Axis forces, including Italy, invaded and defeated the Kingdom of Yugoslavia in April 1941. Following its defeat, various Yugoslav territories were occupied and annexed by the Axis powers; Mussolini's Italy gained most of Slovenia, Kosovo, coastal and inland areas of the Croatian Littoral and large chunks of the coastal Dalmatia region (along with nearly all of the Adriatic islands and the Bay of Kotor). It also gained control over the Italian governorate of Montenegro, and was granted the kingship in the Independent State of Croatia, though wielding little real power within it; although it did (alongside Germany) maintain a de facto zone of influence within the borders of the NDH.

Resistance, led primarily by the Yugoslav Partisans, began almost immediately, with the formation of the 1st Sisak Partisan Detachment, the first armed anti-fascist resistance unit formed by a resistance movement in occupied Yugoslavia during World War II. Founded in the Brezovica Forest near Sisak, Croatia, its creation marked the beginning of anti-Axis resistance in occupied Yugoslavia.

==Prelude==

The small village of Podhum became absorbed into the Italian Province of Fiume in 1941, with the capital city of the region being nearby Fiume. The prefect of the region and surrounding area was Blackshirt Colonel, Temistocle Testa. Testa was known for threatening harsh reprisals in towns and villages for refusing to collaborate with Italian forces.

One such example of a local atrocity, ordered by Testa prior to the massacre at Podhum, was the shooting of 34 innocent villagers in the nearby village of Jelenje, at the end of February 1942.

On 23 March 1942, Testa proclaimed that any persons withholding knowledge of the location and activities of local Partisans from Italian authorities would face "heavy punishment".

In essence, such harsh actions and threats were a continuation of the "Circular 3C" policy, implemented by Italian general, Mario Roatta, to quell Partisan resistance. These measures included the tactics of "summary executions, hostage-taking, reprisals, internments and the burning of houses and villages."

==Timeline==

The exact reason for the Italian retaliation against Podhum has never been established. Testa himself claimed it was in retaliation for the deaths of 16 Italian soldiers killed by Partisans, allegedly from Podhum, at the beginning of July. Others believe that the massacre was in retaliation for the killing of four Italian citizens, including a teacher and his wife, in June, and that Prefect Testa gave the order to carry reprisal killings on local citizens to avenge these Italian deaths.

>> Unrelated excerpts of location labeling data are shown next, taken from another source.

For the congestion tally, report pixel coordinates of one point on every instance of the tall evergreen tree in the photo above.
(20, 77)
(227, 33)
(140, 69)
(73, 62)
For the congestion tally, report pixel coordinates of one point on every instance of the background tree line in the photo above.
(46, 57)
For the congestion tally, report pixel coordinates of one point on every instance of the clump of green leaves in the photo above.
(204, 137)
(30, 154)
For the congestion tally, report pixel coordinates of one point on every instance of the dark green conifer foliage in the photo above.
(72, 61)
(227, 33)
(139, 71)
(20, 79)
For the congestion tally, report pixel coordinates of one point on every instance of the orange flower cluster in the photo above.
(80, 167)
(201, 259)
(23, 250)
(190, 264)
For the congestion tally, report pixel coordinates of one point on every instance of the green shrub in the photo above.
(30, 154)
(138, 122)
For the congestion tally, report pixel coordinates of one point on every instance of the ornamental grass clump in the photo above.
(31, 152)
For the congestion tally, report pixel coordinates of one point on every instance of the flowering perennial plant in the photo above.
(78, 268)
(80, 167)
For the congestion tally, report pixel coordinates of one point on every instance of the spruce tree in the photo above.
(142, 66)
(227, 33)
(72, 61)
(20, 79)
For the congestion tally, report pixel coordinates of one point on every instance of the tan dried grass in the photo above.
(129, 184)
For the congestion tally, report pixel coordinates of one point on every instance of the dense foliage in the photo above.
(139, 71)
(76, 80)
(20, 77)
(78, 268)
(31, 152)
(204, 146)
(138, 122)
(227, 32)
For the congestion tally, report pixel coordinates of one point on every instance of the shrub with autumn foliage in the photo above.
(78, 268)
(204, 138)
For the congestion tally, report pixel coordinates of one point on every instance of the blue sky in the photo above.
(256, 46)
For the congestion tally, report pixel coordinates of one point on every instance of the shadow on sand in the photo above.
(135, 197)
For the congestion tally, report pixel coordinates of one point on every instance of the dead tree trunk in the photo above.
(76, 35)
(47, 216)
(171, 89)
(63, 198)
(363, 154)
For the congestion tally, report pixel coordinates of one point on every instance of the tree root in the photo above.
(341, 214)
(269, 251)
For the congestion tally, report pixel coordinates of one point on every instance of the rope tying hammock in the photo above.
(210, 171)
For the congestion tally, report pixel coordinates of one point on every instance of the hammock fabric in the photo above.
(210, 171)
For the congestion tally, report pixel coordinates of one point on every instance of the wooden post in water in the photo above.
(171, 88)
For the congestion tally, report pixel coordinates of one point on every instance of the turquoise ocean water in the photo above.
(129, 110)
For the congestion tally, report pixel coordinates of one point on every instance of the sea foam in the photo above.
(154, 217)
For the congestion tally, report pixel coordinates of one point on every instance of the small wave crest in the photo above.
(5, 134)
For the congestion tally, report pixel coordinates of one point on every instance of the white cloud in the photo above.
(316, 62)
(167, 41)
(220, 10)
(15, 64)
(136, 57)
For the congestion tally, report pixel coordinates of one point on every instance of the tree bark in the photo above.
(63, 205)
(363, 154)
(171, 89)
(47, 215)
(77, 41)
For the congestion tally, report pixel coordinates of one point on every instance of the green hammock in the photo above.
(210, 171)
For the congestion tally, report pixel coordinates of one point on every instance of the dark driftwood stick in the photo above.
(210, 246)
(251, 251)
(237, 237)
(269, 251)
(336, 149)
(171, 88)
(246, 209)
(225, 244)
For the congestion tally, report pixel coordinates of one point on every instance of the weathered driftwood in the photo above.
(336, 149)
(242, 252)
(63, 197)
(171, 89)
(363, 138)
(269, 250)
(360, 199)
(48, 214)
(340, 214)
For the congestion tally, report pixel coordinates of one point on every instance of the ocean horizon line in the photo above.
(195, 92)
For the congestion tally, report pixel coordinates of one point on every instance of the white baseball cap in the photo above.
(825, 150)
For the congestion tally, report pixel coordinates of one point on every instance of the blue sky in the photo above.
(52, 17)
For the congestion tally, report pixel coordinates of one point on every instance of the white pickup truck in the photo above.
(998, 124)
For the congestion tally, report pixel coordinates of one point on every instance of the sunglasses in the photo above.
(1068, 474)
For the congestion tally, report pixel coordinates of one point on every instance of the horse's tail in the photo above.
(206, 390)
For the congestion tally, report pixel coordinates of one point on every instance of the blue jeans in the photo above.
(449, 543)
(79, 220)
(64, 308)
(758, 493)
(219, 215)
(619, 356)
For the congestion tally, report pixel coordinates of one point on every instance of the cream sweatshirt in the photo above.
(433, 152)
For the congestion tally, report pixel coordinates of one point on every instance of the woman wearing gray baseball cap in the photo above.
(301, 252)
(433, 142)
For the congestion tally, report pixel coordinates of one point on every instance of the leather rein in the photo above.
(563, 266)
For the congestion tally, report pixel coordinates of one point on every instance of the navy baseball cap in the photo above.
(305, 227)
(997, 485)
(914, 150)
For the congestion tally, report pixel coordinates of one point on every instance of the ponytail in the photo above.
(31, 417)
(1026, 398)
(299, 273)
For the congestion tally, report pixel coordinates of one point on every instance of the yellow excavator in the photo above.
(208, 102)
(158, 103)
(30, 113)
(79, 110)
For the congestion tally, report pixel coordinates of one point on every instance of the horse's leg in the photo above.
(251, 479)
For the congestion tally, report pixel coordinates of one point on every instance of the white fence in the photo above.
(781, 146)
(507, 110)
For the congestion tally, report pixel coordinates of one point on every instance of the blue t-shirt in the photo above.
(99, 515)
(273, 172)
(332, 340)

On the morning of July 12, 1942, 250 Italian soldiers of the 2nd Blackshirt Battalion "Emiliano", under the command of Italian Blackshirt Major Armando Giorleo, entered Podhum, rounding up all 'military age' males that were between the ages of 16 and 64, which amounted to an estimated 91 people. During this round-up, it is reported that roughly 14 people resisting arrest were executed on the spot. The remaining captives were then marched to an open field south of the village. At this spot, they were brought to the edge of a small dirt pit in successive groups of five where they were then shot with rifles and thrown into the pit. This continued until all the victims had been killed.

The number of men and boys killed has not quite been determined. Village documents indicate that upwards of 91 people from the area were executed in these reprisal killings. On the other hand, the 1946 "Report on Italian War Crimes against Yugoslavia and its people" noted that 118 civilians were killed during the massacre. Jozo Tomasevich cites that "over 100" men from the village were killed.

==Aftermath==

Italian forces gathered and deported the remaining inhabitants (primarily the elderly, women and children), numbering 889 civilians, (208 men, 269 women and 412 children) to concentration camps in Italy, such as the Fraschette concentration camp, near Frosinone, where most were held until the end of 1943. Of those deported to Italian camps, 49 people (including 12 children) did not survive.

The village of Podhum itself was then burned down by the Italian forces, with 494 homes and buildings being destroyed and 2,000 heads of livestock seized. Six nearby villages were also burned and pillaged.